Após a morte de Rocco, em 1932, a confeitaria durou mais 36 anos. Depois, abrigou uma ferragem, um cursinho pré-vestibular e uma imobiliária, entre outros. No embalo do sucesso do filme Chocolate (2000), com Johnny Depp e Juliette Binoche, uma empresa cogitou instalar uma chocolataria no local, mas a ideia não progrediu.

Hoje, há um consenso no Executivo municipal de que a Casa Rocco deveria voltar a ser uma confeitaria. Para desapropriá-lo, a prefeitura declarou que o imóvel é de utilidade pública.

Família considera alto o custo de manutenção e restauro
Faz anos que os herdeiros de Rocco se reúnem com as diferentes administrações municipais para negociar a venda do imóvel. Familiares garantem que o desejo é de se desfazer do prédio porque os custos de manutenção e restauro são muito altos. Um valor oferecido pela prefeitura teria chegado a R$ 450 mil – o que seria menos da metade do pretendido pelos herdeiros.

“Nós já gastamos demais, ali. Aquilo, para nós, é um elefante branco.

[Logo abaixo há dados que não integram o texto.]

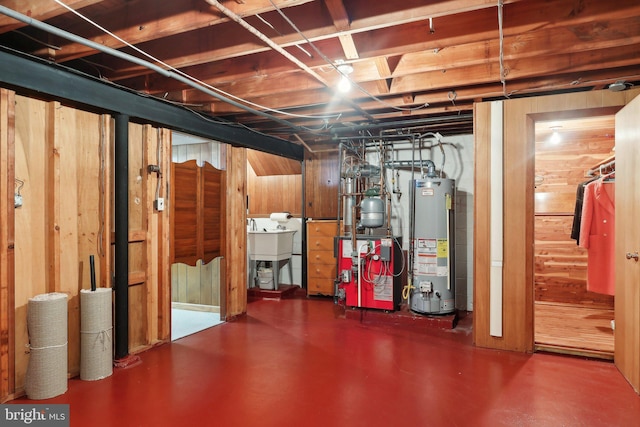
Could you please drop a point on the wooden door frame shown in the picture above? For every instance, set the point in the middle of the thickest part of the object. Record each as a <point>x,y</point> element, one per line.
<point>518,138</point>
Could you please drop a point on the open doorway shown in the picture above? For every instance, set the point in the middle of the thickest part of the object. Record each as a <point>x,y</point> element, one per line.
<point>197,234</point>
<point>570,316</point>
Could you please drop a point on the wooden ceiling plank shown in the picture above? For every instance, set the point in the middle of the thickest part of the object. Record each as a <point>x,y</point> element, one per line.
<point>349,46</point>
<point>38,9</point>
<point>153,20</point>
<point>455,33</point>
<point>338,14</point>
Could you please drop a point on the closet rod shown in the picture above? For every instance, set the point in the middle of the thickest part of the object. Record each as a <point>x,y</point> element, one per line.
<point>605,164</point>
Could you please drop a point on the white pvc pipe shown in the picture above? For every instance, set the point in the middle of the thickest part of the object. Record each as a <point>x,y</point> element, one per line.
<point>496,220</point>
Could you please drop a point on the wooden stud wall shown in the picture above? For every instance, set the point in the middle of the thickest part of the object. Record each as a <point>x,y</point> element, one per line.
<point>235,269</point>
<point>7,273</point>
<point>62,155</point>
<point>519,118</point>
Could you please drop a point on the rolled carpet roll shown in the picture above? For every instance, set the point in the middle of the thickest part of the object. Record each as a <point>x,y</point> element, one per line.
<point>47,324</point>
<point>96,350</point>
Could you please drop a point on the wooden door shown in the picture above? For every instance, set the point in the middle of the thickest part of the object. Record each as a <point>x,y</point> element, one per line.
<point>627,302</point>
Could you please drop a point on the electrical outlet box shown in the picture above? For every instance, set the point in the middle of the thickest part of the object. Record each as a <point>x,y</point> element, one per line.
<point>158,204</point>
<point>425,287</point>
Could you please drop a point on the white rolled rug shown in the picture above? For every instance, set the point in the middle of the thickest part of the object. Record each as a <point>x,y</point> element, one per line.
<point>96,334</point>
<point>47,324</point>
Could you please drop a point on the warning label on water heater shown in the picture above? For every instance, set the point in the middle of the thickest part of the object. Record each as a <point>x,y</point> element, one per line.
<point>431,257</point>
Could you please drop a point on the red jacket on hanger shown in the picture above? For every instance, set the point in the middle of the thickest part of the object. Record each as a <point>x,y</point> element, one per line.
<point>597,235</point>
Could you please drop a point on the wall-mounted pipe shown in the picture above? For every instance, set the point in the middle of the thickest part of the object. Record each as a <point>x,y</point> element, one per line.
<point>121,223</point>
<point>118,54</point>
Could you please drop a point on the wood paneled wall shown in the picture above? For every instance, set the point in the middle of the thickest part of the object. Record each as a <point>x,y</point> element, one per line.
<point>199,284</point>
<point>518,134</point>
<point>322,180</point>
<point>560,264</point>
<point>198,211</point>
<point>274,193</point>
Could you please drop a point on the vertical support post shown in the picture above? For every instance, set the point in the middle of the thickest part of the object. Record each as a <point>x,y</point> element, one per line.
<point>121,221</point>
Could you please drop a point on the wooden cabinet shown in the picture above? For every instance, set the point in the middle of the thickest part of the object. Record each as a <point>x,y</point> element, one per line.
<point>321,264</point>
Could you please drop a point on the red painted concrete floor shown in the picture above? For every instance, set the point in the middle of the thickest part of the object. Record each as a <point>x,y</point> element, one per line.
<point>299,362</point>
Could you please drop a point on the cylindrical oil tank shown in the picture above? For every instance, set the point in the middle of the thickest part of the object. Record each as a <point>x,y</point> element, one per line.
<point>372,212</point>
<point>433,246</point>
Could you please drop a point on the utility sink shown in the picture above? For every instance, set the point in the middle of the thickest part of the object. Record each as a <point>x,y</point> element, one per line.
<point>270,245</point>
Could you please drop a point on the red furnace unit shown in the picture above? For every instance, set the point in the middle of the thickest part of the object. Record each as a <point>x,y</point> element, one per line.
<point>370,274</point>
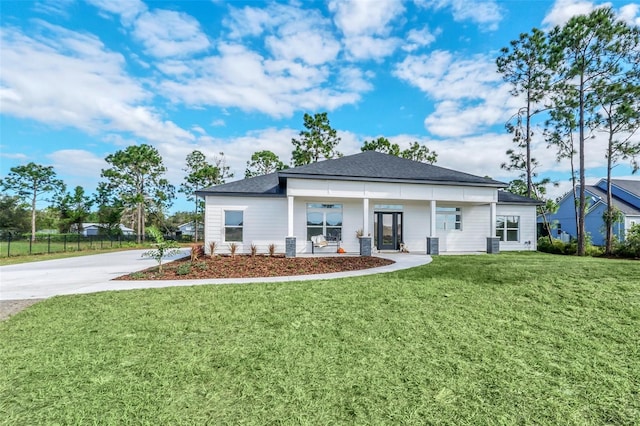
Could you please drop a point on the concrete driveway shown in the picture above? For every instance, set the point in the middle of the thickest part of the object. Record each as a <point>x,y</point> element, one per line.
<point>94,273</point>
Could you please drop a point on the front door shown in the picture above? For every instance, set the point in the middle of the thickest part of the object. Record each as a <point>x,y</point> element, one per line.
<point>388,230</point>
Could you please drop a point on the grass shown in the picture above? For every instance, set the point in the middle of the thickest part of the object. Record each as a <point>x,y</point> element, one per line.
<point>508,339</point>
<point>26,258</point>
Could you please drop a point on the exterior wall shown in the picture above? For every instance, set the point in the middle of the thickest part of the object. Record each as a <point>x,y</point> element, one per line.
<point>475,230</point>
<point>265,218</point>
<point>633,199</point>
<point>389,191</point>
<point>528,227</point>
<point>629,221</point>
<point>264,222</point>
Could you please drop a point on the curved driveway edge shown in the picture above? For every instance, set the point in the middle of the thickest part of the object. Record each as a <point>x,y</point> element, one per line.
<point>94,273</point>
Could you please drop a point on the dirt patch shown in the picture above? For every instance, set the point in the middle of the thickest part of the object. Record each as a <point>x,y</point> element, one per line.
<point>12,307</point>
<point>243,266</point>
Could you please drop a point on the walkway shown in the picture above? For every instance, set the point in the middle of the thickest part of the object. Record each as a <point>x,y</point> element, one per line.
<point>94,273</point>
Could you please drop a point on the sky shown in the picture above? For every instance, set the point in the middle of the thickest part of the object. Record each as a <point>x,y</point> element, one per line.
<point>80,80</point>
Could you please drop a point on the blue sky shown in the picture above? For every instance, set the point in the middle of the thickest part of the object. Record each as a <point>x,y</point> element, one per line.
<point>82,79</point>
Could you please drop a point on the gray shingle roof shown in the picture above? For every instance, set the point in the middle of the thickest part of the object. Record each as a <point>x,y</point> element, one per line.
<point>266,185</point>
<point>623,206</point>
<point>510,198</point>
<point>368,165</point>
<point>376,166</point>
<point>632,186</point>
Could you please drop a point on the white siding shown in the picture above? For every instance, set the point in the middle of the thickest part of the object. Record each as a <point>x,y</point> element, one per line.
<point>528,226</point>
<point>264,222</point>
<point>474,233</point>
<point>390,191</point>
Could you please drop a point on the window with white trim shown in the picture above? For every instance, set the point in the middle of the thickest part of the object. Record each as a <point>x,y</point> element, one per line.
<point>324,219</point>
<point>449,218</point>
<point>233,224</point>
<point>508,228</point>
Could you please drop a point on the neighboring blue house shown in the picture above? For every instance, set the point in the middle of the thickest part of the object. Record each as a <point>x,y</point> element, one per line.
<point>626,198</point>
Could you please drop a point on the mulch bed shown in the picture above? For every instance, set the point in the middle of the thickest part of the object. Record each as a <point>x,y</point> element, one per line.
<point>244,266</point>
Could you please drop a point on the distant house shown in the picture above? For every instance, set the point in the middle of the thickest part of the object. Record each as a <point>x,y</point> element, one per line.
<point>626,199</point>
<point>369,201</point>
<point>189,229</point>
<point>92,229</point>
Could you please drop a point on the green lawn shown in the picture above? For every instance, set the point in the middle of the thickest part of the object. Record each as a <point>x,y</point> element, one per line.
<point>507,339</point>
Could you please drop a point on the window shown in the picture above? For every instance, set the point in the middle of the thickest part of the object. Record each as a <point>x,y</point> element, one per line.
<point>324,219</point>
<point>233,225</point>
<point>449,218</point>
<point>508,228</point>
<point>397,207</point>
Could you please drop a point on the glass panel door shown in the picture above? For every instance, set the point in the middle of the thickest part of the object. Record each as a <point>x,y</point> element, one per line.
<point>388,230</point>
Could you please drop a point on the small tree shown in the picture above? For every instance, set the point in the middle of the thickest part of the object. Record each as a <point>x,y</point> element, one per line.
<point>317,142</point>
<point>163,248</point>
<point>262,163</point>
<point>28,182</point>
<point>201,174</point>
<point>415,152</point>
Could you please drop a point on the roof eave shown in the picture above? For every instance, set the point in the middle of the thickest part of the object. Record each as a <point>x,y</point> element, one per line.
<point>391,180</point>
<point>241,194</point>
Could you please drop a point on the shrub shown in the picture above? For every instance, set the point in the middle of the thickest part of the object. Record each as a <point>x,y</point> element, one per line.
<point>630,247</point>
<point>197,251</point>
<point>554,247</point>
<point>162,248</point>
<point>560,247</point>
<point>212,248</point>
<point>184,269</point>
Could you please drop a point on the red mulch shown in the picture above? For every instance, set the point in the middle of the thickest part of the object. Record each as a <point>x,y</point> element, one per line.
<point>244,266</point>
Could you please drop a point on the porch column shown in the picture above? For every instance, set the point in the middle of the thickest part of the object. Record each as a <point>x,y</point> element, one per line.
<point>290,216</point>
<point>493,242</point>
<point>365,217</point>
<point>492,226</point>
<point>433,245</point>
<point>290,240</point>
<point>432,227</point>
<point>365,239</point>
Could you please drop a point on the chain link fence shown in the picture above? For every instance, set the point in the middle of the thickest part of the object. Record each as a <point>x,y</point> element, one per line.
<point>22,245</point>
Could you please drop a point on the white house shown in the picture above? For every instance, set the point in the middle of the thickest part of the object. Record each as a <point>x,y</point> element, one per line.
<point>394,201</point>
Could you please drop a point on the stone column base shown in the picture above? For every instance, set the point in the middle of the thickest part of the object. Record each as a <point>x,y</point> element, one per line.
<point>365,246</point>
<point>493,245</point>
<point>433,245</point>
<point>290,247</point>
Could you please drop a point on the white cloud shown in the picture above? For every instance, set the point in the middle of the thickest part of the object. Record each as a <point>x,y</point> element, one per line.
<point>312,47</point>
<point>12,155</point>
<point>469,93</point>
<point>365,17</point>
<point>487,14</point>
<point>80,167</point>
<point>67,78</point>
<point>289,33</point>
<point>244,79</point>
<point>563,10</point>
<point>166,33</point>
<point>419,38</point>
<point>366,27</point>
<point>630,14</point>
<point>365,47</point>
<point>128,10</point>
<point>53,7</point>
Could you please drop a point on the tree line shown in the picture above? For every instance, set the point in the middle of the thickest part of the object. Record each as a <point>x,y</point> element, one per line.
<point>135,191</point>
<point>575,81</point>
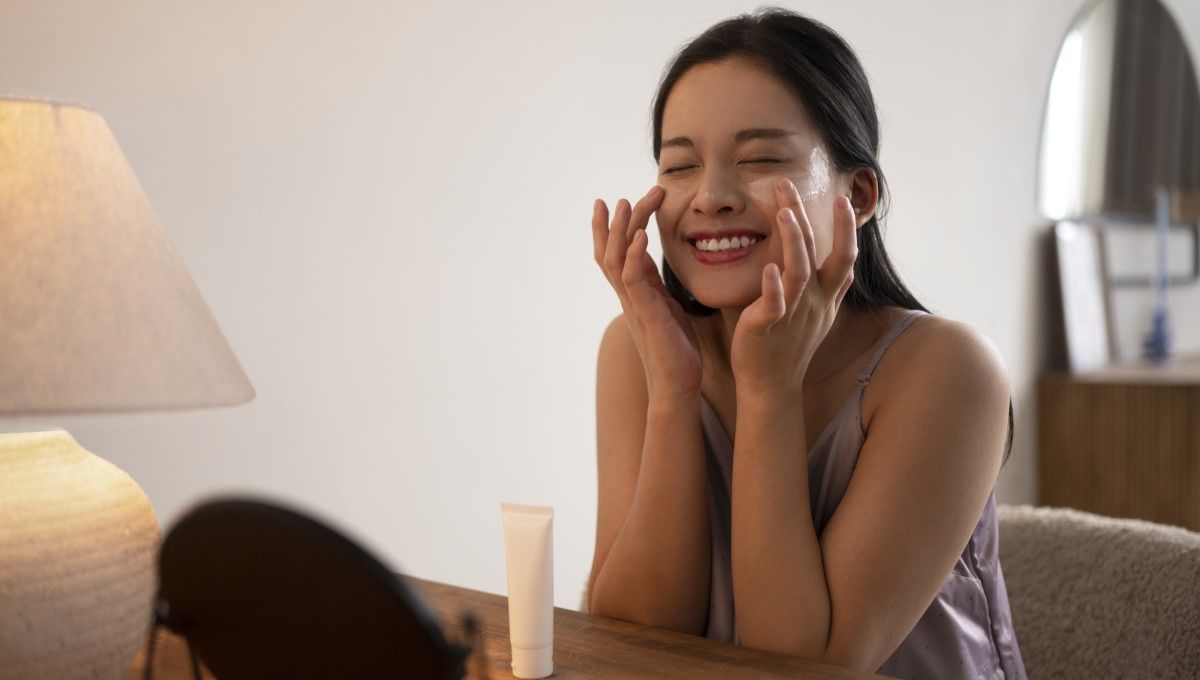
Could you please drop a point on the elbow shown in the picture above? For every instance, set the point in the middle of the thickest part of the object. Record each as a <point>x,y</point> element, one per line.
<point>855,655</point>
<point>645,611</point>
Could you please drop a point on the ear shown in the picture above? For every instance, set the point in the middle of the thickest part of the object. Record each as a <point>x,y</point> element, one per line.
<point>864,194</point>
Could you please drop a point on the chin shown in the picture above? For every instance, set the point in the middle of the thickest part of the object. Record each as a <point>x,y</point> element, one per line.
<point>726,296</point>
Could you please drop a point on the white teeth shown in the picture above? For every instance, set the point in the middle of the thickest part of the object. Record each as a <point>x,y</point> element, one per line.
<point>713,245</point>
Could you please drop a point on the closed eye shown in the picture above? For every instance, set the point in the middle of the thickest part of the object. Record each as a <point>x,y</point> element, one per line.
<point>682,168</point>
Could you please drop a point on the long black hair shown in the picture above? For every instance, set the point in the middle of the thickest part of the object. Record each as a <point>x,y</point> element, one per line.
<point>825,72</point>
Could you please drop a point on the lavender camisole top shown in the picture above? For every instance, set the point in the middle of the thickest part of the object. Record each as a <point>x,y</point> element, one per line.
<point>967,630</point>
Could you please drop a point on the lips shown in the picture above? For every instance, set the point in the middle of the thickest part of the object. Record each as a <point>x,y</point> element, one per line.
<point>705,235</point>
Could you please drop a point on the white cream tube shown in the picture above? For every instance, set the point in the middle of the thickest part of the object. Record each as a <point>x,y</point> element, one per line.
<point>529,548</point>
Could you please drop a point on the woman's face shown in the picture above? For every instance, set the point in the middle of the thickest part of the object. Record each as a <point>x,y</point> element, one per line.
<point>730,130</point>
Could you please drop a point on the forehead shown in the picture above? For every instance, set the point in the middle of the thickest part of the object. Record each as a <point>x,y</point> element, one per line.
<point>712,102</point>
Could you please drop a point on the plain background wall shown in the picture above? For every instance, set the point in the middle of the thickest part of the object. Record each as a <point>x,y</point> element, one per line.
<point>387,206</point>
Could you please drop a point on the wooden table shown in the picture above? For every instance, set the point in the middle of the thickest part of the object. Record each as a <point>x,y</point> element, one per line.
<point>585,647</point>
<point>1123,441</point>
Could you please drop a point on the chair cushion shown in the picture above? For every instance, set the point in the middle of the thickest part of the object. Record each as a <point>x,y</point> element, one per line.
<point>1101,597</point>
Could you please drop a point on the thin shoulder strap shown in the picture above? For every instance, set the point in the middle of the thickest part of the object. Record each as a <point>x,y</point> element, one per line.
<point>904,323</point>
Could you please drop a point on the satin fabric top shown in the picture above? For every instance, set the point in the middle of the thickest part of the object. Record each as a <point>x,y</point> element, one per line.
<point>967,629</point>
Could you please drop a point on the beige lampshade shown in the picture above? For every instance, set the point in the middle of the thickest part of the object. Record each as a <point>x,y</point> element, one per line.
<point>97,312</point>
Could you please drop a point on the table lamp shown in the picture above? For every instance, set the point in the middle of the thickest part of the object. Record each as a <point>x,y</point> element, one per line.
<point>97,314</point>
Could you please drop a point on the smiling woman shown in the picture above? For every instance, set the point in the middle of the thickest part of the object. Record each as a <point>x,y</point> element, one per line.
<point>751,487</point>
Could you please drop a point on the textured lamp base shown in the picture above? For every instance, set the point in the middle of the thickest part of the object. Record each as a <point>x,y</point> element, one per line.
<point>78,540</point>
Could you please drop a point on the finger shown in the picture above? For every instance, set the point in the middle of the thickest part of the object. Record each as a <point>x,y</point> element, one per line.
<point>634,276</point>
<point>772,306</point>
<point>653,275</point>
<point>797,268</point>
<point>617,245</point>
<point>839,266</point>
<point>645,208</point>
<point>787,196</point>
<point>599,229</point>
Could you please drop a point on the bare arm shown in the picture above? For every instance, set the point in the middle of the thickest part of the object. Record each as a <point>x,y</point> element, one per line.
<point>652,554</point>
<point>930,459</point>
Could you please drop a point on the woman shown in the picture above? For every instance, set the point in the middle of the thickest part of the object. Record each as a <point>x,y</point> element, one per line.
<point>751,487</point>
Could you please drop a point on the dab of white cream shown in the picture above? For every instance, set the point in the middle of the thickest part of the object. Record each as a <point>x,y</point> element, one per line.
<point>811,185</point>
<point>819,174</point>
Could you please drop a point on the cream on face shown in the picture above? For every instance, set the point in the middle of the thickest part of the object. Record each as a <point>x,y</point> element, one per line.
<point>811,185</point>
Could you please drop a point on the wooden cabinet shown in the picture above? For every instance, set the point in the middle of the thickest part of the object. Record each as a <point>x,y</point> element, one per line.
<point>1123,441</point>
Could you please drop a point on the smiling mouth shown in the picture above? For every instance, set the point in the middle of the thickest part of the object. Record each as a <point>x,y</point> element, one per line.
<point>725,245</point>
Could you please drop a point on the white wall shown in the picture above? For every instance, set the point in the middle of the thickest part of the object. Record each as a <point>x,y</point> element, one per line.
<point>387,208</point>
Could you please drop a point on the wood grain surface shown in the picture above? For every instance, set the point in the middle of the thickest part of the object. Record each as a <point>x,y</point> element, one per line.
<point>585,647</point>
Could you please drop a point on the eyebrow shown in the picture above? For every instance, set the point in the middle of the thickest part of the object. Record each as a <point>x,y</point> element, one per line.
<point>742,137</point>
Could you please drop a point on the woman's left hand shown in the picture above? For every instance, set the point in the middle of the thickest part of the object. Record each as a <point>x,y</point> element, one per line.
<point>778,334</point>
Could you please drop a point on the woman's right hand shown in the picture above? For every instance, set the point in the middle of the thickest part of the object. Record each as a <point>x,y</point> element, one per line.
<point>663,331</point>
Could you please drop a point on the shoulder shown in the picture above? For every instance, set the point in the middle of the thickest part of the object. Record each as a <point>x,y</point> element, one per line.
<point>945,366</point>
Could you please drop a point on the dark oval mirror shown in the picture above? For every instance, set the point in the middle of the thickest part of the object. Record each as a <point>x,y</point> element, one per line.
<point>264,591</point>
<point>1122,118</point>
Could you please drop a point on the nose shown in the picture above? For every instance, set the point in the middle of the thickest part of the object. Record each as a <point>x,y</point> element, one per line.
<point>718,193</point>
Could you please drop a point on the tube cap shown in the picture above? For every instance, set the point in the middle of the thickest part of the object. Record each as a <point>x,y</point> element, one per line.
<point>528,663</point>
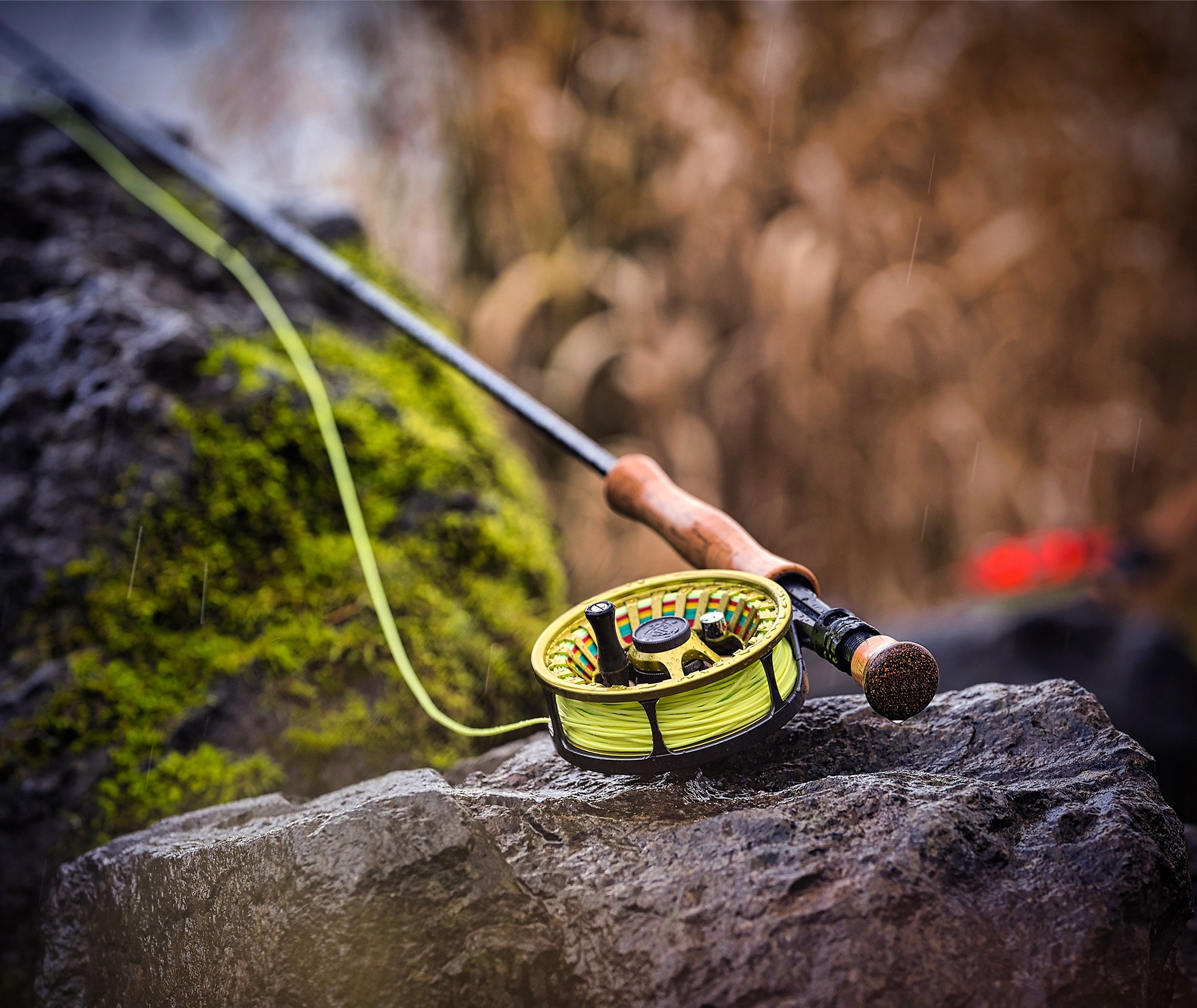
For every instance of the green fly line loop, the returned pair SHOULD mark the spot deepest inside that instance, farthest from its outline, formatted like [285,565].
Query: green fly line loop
[761,683]
[142,188]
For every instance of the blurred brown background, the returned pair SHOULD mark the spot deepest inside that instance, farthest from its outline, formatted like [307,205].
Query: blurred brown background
[692,230]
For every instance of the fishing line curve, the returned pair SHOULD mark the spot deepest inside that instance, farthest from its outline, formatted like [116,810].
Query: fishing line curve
[145,191]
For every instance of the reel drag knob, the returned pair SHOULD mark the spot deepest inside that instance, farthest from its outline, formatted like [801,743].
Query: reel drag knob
[612,657]
[715,632]
[655,637]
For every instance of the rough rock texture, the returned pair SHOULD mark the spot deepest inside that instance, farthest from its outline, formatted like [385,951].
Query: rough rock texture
[1008,847]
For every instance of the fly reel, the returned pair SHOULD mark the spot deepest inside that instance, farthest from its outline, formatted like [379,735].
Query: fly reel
[671,672]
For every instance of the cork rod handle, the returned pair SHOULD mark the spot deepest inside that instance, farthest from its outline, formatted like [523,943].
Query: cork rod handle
[707,538]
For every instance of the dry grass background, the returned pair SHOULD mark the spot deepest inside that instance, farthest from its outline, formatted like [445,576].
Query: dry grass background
[691,229]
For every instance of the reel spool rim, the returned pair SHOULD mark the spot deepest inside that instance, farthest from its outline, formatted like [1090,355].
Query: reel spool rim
[731,666]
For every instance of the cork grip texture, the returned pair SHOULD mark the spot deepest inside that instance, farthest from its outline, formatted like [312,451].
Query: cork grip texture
[707,538]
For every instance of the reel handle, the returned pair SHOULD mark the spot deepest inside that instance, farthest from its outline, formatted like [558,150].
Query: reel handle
[638,489]
[899,678]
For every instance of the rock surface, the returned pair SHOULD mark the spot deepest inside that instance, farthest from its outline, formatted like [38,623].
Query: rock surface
[1008,847]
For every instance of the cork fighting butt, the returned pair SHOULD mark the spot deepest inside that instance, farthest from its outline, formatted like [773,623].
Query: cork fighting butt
[899,678]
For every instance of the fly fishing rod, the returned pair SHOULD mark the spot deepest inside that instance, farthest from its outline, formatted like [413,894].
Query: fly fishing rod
[653,676]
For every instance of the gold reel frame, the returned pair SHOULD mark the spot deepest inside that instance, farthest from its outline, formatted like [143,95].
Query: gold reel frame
[558,662]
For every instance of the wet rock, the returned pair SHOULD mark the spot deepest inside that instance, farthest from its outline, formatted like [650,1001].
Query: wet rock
[1007,847]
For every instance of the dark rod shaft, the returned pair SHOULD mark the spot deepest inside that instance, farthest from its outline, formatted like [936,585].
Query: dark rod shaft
[59,82]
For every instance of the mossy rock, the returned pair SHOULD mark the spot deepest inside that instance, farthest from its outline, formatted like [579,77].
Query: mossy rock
[254,543]
[240,654]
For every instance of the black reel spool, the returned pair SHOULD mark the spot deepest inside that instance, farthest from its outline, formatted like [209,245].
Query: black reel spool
[671,672]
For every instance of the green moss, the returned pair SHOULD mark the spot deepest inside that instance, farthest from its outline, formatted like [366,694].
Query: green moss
[465,551]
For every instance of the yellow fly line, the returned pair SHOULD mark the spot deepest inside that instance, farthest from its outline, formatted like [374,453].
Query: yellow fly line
[686,720]
[142,188]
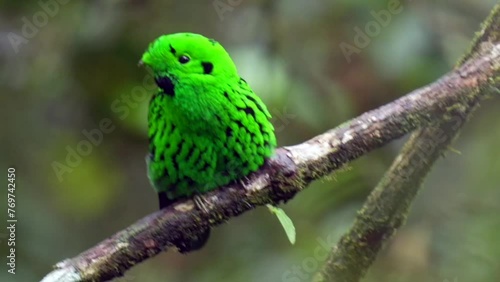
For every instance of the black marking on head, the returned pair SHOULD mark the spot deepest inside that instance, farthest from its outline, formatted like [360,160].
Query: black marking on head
[190,181]
[207,67]
[258,105]
[166,84]
[250,111]
[190,153]
[238,122]
[205,167]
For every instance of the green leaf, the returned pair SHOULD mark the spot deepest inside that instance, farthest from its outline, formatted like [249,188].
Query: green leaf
[285,221]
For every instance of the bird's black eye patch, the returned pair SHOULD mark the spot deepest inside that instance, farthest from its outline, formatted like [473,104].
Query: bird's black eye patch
[207,67]
[166,84]
[184,59]
[212,41]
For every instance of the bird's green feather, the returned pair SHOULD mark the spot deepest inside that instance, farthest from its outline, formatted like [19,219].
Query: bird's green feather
[206,125]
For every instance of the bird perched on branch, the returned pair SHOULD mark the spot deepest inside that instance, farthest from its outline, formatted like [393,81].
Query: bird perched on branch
[207,127]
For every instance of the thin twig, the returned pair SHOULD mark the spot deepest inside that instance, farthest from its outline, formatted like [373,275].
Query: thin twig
[288,172]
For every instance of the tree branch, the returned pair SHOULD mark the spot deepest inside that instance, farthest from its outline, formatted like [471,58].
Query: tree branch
[387,207]
[285,174]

Se a prefeitura vai ficar com o prédio, que pelo menos chegue no preço que queremos. Não é nenhum absurdo, é um valor justo”, disse um dos herdeiros de Rocco, que pediu para não ser identificado.

A família já designou uma pessoa para negociar com a prefeitura. Técnicos do município atualizarão o valor do imóvel para depois iniciar conversações com a família.